Darüber hinaus ist die Festlegung von Ausnahmen in Gestalt von „strategischen“ Branchen bis zu einem gewissen Punkt immer willkürlich und öffnet dem Protektionismus Tür und Tor. Rüstungsindustrie, öffentliche Dienstleistungen wie Energie- und Wasserversorgung, Telekommunikation, Banken, Börsen, Infrastruktur: alles Wirtschaftszweige mit nationaler strategischer Bedeutung. Doch wer sich auf ihren Schutz einlässt, endet bei der Zerstörung des gemeinsamen Marktes.

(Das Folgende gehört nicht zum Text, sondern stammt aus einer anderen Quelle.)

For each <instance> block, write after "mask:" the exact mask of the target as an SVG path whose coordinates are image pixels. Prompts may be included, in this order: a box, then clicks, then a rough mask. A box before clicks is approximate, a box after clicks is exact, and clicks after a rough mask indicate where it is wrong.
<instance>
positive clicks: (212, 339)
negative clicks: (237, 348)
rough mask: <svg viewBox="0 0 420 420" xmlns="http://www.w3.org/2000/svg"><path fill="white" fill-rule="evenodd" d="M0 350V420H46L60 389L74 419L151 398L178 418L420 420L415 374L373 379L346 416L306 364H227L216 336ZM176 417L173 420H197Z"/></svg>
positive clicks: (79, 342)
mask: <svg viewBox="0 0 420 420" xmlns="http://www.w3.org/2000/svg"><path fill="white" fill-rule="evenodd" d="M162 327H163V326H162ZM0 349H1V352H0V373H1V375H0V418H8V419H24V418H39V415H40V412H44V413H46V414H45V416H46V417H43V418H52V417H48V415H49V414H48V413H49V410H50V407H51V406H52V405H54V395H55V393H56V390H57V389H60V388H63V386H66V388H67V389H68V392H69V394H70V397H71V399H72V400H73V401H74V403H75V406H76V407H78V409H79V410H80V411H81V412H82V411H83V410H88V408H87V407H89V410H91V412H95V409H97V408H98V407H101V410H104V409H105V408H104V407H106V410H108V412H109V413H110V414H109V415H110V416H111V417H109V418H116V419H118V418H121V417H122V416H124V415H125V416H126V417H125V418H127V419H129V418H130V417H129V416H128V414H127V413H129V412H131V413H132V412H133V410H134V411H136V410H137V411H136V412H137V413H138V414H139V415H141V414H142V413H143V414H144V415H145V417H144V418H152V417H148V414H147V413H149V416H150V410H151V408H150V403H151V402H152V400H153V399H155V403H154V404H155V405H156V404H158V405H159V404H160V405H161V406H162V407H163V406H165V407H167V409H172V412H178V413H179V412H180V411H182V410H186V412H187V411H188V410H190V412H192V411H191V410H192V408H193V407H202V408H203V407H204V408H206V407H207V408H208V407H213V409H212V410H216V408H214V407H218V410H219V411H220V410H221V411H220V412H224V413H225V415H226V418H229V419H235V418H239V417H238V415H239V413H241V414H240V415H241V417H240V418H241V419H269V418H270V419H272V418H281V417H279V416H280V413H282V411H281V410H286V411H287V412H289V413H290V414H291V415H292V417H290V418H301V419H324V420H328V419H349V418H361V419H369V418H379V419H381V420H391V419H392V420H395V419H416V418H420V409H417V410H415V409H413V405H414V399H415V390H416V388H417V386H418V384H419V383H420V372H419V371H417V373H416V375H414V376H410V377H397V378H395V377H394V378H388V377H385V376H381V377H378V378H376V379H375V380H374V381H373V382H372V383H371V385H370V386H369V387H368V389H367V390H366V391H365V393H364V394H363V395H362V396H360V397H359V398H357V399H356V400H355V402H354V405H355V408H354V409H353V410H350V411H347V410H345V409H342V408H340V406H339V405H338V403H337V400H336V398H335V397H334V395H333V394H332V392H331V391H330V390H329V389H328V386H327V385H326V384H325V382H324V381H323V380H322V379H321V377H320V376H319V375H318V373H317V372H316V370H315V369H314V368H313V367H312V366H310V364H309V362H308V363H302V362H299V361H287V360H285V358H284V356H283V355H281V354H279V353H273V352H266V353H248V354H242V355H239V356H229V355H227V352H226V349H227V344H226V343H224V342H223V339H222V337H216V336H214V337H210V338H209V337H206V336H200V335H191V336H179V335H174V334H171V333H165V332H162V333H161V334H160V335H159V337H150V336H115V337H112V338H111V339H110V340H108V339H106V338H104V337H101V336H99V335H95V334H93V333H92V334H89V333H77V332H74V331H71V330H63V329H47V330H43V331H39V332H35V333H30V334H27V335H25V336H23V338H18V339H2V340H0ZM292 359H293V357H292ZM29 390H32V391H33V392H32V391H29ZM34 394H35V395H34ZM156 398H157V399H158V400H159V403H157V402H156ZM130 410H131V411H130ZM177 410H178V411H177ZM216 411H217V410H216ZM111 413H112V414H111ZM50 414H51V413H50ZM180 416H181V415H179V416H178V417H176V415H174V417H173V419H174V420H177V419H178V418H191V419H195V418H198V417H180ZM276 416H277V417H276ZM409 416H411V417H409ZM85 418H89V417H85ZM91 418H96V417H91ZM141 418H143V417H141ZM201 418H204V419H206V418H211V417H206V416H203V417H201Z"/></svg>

Statt ängstlich ausländische Unternehmen abzuwehren, sollten grenzüberschreitende Übernahmen nur in zweierlei Hinsicht staatlich geprüft werden: Fördert eine Übernahme den Wettbewerb? Und ist das Heimatland des übernehmenden Konzerns selbst offen für Übernahmen? Daneben hat die EU ihren Mitgliedsländern weitgehend freie Hand bei der Anwendung des EU-Übernahmekodexes gegeben. Konkurrenzfähige Unternehmen haben also die Mittel, sich gegen Übernahmen zu wehren. Die reichen voll aus: Staatliche Schutzzäune sind nicht erforderlich.